For the first half hour Blythe spent staring at the invitation, she had done so while inwardly fuming at Signa’s gall. The next half hour she brainstormed what ulterior motives could possibly be at play. Finally, she set the invitation down on the table and took to pacing around the drawing room. With every step she was all too aware of the small tapestry tucked beneath her corset.

During the weeks that Signa had been gone, Blythe had spent every day filling her diary with theories while coming to terms with the fact that there would be no more social calls to scrounge up for herself. She could barely show her face in tea shops since her father’s verdict, and following the gossip had become near impossible. As much time as she spent plotting ways to break the news about Everett’s potential motive and cast a doubtful light upon him, she doubted there was a single person alive who’d believe her. Which meant that after everything she’d done, Blythe had nothing to show for sleuthing other than a horrifying skeletal hallucination of Eliza

Wakefield burned into her brain and a tapestry that could change her fate.

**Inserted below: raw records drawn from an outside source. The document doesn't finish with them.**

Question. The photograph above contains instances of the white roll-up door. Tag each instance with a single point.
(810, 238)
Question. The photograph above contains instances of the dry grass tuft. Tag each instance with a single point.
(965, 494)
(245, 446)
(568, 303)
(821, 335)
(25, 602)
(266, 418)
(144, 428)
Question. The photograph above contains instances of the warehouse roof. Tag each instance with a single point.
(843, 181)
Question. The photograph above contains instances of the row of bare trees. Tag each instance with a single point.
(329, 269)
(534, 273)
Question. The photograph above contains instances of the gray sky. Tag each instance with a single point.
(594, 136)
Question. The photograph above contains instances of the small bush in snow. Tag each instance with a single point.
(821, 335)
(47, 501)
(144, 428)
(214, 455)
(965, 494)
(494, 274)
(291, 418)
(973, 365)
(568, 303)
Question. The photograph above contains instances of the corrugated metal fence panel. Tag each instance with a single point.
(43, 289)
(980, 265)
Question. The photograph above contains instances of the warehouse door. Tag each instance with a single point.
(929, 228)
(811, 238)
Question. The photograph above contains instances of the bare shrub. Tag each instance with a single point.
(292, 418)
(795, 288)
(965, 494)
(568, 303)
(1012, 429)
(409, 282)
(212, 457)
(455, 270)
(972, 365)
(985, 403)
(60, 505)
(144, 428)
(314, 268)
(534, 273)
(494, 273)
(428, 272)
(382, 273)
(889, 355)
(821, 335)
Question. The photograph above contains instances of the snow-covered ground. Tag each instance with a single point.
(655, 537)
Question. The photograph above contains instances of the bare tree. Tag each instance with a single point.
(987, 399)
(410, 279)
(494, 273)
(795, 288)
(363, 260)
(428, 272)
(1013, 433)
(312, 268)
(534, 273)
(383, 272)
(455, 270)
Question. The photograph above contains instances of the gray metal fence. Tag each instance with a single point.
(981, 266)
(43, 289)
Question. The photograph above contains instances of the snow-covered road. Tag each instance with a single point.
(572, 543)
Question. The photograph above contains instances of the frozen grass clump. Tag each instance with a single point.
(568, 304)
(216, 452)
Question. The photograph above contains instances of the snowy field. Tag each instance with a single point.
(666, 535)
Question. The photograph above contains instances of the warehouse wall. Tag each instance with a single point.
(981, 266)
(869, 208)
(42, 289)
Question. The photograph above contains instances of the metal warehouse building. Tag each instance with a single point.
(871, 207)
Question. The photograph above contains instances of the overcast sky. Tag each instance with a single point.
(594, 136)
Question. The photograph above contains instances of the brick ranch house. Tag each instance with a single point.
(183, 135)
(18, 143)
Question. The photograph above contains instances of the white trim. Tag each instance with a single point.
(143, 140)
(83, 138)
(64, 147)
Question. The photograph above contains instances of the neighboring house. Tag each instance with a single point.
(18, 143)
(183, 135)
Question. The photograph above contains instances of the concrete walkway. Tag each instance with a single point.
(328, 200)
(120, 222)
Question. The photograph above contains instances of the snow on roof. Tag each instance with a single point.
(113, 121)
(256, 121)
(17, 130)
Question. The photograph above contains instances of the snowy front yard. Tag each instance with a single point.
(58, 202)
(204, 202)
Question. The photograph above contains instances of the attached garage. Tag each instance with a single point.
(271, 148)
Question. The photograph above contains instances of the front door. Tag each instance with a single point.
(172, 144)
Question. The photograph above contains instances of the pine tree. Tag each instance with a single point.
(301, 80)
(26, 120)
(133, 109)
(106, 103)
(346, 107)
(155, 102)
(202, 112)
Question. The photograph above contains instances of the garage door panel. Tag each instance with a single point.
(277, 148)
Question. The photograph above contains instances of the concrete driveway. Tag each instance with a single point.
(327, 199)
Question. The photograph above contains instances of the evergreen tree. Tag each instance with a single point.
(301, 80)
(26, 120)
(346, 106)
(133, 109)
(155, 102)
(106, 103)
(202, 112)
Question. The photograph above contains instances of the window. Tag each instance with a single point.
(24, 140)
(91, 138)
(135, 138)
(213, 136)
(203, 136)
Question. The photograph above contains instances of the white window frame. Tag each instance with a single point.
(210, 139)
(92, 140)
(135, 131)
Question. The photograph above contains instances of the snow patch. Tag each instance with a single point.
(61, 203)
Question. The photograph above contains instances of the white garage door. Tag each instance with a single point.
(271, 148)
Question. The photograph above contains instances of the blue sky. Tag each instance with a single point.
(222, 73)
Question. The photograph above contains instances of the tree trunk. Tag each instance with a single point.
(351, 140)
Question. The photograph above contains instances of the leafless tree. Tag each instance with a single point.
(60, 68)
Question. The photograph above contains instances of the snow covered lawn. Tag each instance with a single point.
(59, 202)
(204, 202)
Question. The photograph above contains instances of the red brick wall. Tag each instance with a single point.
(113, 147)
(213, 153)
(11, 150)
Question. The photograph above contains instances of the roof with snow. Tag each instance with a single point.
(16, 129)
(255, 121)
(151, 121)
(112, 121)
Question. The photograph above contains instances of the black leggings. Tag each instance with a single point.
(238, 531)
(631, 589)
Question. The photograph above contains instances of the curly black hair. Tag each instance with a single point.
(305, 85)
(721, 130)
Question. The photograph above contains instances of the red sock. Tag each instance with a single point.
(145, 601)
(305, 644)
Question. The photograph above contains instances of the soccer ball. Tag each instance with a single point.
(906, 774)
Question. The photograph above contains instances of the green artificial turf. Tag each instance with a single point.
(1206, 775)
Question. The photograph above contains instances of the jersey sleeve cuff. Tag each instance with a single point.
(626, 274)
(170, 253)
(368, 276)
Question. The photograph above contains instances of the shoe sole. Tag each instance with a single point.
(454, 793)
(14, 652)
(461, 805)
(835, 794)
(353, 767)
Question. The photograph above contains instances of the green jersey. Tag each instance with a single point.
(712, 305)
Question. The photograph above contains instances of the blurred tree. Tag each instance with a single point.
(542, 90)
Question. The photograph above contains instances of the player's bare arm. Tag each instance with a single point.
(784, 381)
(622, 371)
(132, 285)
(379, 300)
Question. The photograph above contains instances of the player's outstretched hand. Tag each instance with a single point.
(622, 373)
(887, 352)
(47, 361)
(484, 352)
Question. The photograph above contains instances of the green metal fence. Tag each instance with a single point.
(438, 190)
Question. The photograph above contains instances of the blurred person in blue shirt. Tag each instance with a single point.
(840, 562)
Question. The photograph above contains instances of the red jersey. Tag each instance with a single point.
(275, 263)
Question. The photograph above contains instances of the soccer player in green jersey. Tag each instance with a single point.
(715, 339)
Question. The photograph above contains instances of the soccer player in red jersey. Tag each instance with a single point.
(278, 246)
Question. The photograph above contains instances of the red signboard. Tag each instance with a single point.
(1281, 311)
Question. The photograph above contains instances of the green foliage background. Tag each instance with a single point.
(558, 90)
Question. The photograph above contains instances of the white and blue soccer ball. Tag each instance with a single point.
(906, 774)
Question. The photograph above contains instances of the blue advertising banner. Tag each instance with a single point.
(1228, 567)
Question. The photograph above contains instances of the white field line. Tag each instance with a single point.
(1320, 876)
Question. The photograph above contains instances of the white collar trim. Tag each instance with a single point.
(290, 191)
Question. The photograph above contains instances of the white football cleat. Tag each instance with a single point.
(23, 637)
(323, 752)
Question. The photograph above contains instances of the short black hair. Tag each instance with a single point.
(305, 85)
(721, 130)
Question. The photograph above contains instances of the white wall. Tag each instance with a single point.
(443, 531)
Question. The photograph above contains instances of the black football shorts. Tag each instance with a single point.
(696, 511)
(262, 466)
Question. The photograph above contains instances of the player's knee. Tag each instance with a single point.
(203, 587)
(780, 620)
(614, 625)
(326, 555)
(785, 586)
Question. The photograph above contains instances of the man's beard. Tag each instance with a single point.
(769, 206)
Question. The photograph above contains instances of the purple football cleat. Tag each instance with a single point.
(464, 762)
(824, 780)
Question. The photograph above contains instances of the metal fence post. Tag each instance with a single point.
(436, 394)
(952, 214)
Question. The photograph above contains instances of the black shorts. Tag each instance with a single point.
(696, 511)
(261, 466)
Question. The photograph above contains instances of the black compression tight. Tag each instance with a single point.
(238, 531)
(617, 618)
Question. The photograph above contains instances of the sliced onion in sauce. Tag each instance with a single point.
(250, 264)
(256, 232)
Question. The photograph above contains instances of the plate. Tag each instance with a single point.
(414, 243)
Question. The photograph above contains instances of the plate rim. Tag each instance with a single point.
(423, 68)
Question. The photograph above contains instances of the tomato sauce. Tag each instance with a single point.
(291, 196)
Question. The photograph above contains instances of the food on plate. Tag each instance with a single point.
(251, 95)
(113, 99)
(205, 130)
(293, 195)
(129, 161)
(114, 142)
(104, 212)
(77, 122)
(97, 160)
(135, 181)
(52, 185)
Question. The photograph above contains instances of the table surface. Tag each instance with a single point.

It was warm against her skin, the threads around it more visible by the day. Blythe should have been surprised by all she’d learned or by the ease with which Aris had controlled her. Yet why should she be surprised when she herself had seen the shadows that trailed behind her cousin, and how both her lady’s maid and Eliza had looked sickly and skeletal one moment only to be perfectly healthy the next? Blythe had seen threads of gold sewed into the air itself, and hands that could take a life as easily as they could give one. She believed everything Aris had told her.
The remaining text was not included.